Hay dos cuestiones inherentes al verano, que me hacen ser extremadamente belicoso o beligerante; como ustedes quieran. Una es el turismo cochino y otra el malgasto del agua.

De la primera diré que jamás he entendido a toda esa gentuza, y la califico así sin más, que desea disfrutar de parajes naturales, por su belleza, su tranquilidad y la calidad de su entorno, y lo hacen como auténticos marranos/as  dejando su porquería en aquel lugar que han ido a disfrutar. Si uno fuma lo que debe hacer es recoger las colillas y llevarlas a casa; si bebes en latas, las recoges (incluidas las anillas) y las llevas a casa; tu basura, en lugar de acumularla junto a un contenedor (en el caso de que lo hubiera) la metes en una bolsita y te la llevas a casa para depositarla en el contenedor que corresponda. Tu música es para ti, y los ríos no son neveras, ni bañeras. Tampoco se debe aparcar dónde a uno le apetezca, ni respetar las mínimas normas de convivencia. Lo que ha sucedido en Beceite o el salto del Bierge es un aviso a navegantes; nos queda esta campaña proteger en lo posible el tesoro del Bergantes.

Sobre el malgasto del agua diré que es superior a mis fuerzas; que no entiendo cómo a estas alturas de siglo y de cambio climático, podemos seguir dilapidando un bien escaso; regando a manta después de un día de lluvia, sin modernizar ni acequias, ni bancales; regando parques y jardines a plena luz del sol, o las calles a manguerazo limpio. Y todo eso lo he visto yo, que no me lo tiene que contar nadie. Es muy bonito lo de militar en el ecologismo de sofá, pero hay que hacer más pedagogía y empezar a modernizarse de una vez.

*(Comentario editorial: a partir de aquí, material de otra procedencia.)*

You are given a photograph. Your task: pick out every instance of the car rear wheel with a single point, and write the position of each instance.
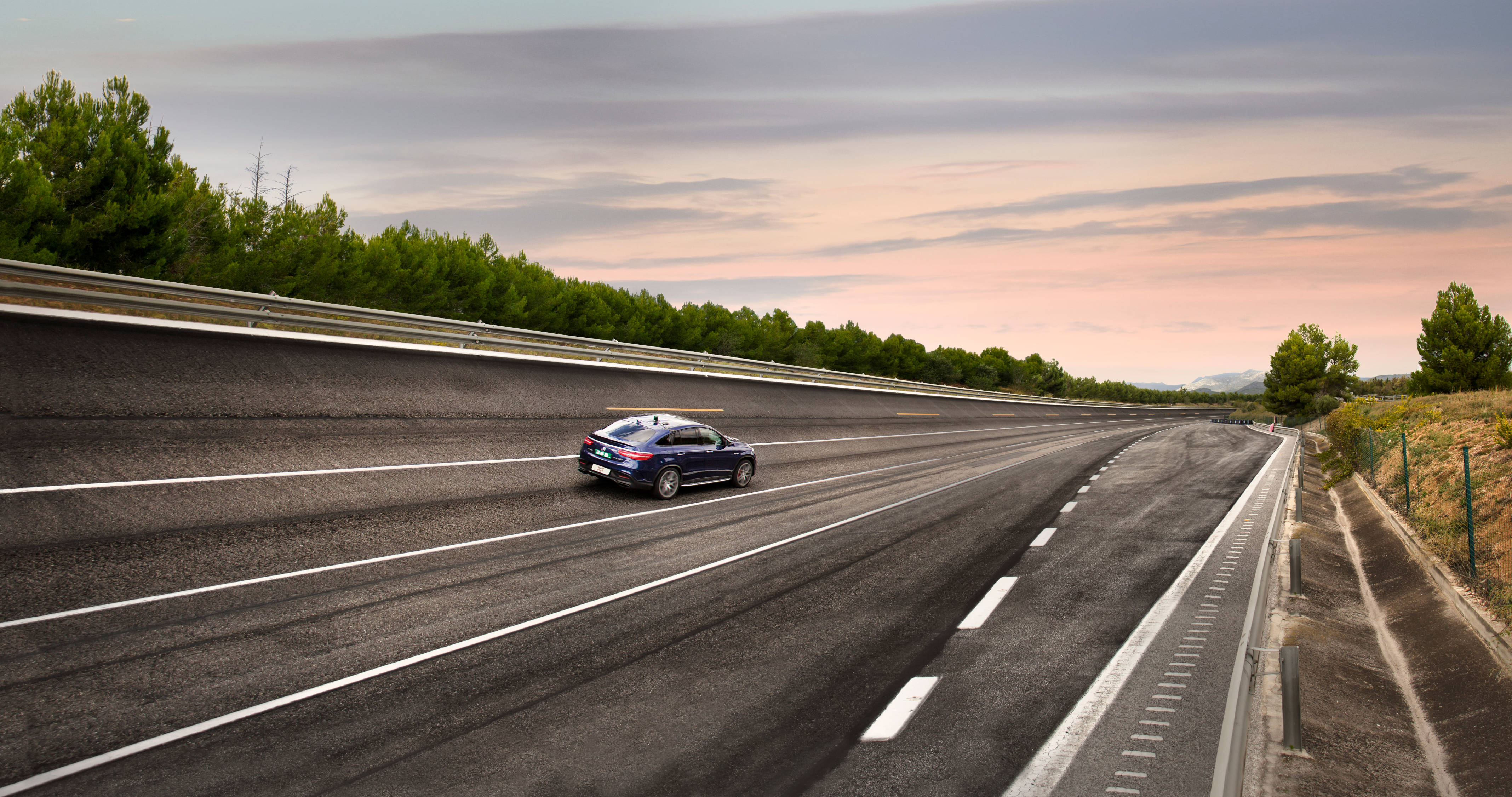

Este es un verano que se presume extremadamente seco, volveremos a batir records de calor y de incendios; nos debemos a nosotros y le debemos a nuestro medio, nuestros montes y nuestros ríos, el ser cuando menos consecuentes con el tiempo que nos toca vivir. Extrememos el cuidado, las precauciones y seamos escrupulosos en el respeto al medio en el que vivimos.